Diversification presents one way to manage risk but not the only way. Analysis of environmental, social and governance factors and investing with a long-term lens, so that prospective risks are not merely acknowledged but truly accounted for, are other ways to reduce risk in an investment portfolio.
There are now plenty of examples of funds that perform well that either enforce exclusions or are considered not diversified. The Responsible Investment Association Australasia went so far as to declare in its 2015 Benchmark Report that “once again … the myth of underperformance of responsible investments is unfounded”.

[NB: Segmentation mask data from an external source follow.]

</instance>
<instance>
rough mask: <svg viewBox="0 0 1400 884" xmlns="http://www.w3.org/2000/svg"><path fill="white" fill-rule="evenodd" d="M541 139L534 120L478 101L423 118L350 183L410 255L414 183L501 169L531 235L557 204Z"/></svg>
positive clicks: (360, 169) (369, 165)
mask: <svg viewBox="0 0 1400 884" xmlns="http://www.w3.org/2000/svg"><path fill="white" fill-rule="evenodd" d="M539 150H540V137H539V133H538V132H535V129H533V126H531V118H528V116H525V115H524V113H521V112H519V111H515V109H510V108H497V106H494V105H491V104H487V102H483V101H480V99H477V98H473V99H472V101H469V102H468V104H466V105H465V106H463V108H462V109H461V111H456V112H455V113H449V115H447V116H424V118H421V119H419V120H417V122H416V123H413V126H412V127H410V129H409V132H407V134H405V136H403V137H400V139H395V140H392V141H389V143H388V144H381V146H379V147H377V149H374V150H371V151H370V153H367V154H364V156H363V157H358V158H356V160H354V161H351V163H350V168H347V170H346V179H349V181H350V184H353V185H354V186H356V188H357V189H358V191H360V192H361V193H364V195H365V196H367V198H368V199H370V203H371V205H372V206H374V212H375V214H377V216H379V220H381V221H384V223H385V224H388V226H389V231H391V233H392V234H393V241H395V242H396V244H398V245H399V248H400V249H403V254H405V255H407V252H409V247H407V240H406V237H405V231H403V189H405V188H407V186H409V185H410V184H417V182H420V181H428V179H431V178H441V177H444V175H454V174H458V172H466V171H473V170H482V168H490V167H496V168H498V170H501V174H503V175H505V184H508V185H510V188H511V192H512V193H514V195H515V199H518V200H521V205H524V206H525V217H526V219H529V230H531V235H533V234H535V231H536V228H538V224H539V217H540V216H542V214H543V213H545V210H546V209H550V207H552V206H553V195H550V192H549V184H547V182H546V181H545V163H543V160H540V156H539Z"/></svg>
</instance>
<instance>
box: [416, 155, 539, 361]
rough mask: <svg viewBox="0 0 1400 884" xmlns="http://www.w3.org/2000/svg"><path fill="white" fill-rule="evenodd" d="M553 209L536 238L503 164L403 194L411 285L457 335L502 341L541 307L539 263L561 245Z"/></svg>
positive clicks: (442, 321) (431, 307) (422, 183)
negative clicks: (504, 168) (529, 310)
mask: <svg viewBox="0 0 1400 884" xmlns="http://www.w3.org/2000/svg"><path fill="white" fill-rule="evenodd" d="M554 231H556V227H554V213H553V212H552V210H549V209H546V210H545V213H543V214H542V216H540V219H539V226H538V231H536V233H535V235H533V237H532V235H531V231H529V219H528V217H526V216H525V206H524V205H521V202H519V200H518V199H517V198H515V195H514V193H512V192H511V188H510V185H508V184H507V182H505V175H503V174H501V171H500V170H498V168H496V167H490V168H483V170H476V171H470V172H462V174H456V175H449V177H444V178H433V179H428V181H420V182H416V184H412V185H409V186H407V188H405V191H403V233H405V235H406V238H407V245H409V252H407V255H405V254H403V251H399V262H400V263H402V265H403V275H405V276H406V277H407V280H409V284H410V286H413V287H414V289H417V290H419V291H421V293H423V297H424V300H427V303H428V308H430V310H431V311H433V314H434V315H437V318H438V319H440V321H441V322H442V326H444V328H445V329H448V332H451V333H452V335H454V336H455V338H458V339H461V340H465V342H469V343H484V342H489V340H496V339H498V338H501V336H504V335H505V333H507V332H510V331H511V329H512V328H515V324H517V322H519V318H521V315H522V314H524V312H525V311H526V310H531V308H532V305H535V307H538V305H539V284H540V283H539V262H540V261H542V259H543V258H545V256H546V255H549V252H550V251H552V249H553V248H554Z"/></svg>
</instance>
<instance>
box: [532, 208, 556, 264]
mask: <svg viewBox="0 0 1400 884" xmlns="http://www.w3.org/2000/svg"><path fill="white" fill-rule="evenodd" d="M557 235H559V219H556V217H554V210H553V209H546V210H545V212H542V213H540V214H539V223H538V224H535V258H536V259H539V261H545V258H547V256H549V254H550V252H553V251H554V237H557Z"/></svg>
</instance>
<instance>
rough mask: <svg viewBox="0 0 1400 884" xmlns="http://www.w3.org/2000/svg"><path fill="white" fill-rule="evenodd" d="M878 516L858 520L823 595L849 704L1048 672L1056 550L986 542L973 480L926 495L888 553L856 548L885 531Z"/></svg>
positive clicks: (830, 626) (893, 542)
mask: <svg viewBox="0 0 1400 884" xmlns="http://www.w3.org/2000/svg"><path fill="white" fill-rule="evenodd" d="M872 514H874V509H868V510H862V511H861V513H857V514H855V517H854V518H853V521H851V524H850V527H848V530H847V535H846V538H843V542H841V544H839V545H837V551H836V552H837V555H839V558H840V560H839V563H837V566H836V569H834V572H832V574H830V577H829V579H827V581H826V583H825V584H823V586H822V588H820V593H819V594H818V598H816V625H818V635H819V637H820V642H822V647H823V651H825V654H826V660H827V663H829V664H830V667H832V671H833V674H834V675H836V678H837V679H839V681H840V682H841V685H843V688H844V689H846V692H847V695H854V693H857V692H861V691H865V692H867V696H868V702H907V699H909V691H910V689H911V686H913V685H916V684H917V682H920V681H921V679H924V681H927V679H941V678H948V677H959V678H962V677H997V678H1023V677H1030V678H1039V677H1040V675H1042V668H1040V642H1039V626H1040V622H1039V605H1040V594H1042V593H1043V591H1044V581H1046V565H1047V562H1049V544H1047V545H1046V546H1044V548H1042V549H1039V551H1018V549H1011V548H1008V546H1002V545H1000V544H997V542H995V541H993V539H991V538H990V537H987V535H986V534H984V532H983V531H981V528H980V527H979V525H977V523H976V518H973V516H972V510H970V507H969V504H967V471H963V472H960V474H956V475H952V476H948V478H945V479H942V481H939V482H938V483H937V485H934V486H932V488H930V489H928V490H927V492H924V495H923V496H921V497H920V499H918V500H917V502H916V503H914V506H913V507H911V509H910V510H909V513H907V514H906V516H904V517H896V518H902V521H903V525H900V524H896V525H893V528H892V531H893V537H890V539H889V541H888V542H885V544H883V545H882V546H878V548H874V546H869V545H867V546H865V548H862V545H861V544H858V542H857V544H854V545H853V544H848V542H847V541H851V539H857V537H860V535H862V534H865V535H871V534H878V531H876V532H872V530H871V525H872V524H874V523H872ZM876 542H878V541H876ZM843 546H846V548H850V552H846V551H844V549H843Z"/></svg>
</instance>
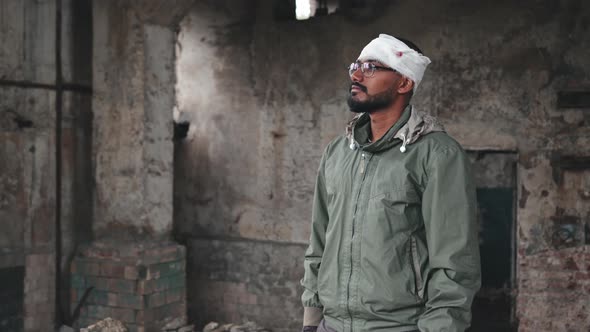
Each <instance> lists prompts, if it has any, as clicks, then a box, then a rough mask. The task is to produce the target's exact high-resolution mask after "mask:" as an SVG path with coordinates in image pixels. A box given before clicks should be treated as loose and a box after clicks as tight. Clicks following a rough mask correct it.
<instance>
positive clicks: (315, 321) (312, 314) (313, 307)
mask: <svg viewBox="0 0 590 332" xmlns="http://www.w3.org/2000/svg"><path fill="white" fill-rule="evenodd" d="M322 318H324V310H323V308H316V307H304V308H303V326H318V325H320V322H321V321H322Z"/></svg>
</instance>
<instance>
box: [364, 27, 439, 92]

Those attempting to make a purely financial case against divestment in tobacco tend to oversimplify the situation. They set aside very real risks and considerations in relying on past performance (easier to measure) rather than future expectations (uncertain) and they most often completely ignore the devastating impact of the product.
Divestment is the role the finance community can play in addressing what the World Health Organization calls the “global tobacco epidemic” that will cause the deaths of 6 million people this year. It’s not just about what divestment might achieve in terms of increasing the cost of capital or forcing the industry to fold, it is about joining governments and our health and education sectors as they attempt to de-normalise and stigmatise an industry that has continued to actively encourage new consumers, namely children.
We can debate the certainty of risks and returns, but maintaining that investment in tobacco is in the best interests of ordinary workers is clearly becoming an increasingly difficult position for directors to hold.
We should all hope that a tobacco-free position becomes a certainty.
Clare Payne specialises in ethics in banking and finance. She holds the positions of chief operating officer with Tobacco Free Portfolios, initiated – and is now a director of – The Banking and Finance Oath (thebfo.org) and is Fellow for Ethics in Banking and Finance with The Ethics Centre, both in Australia.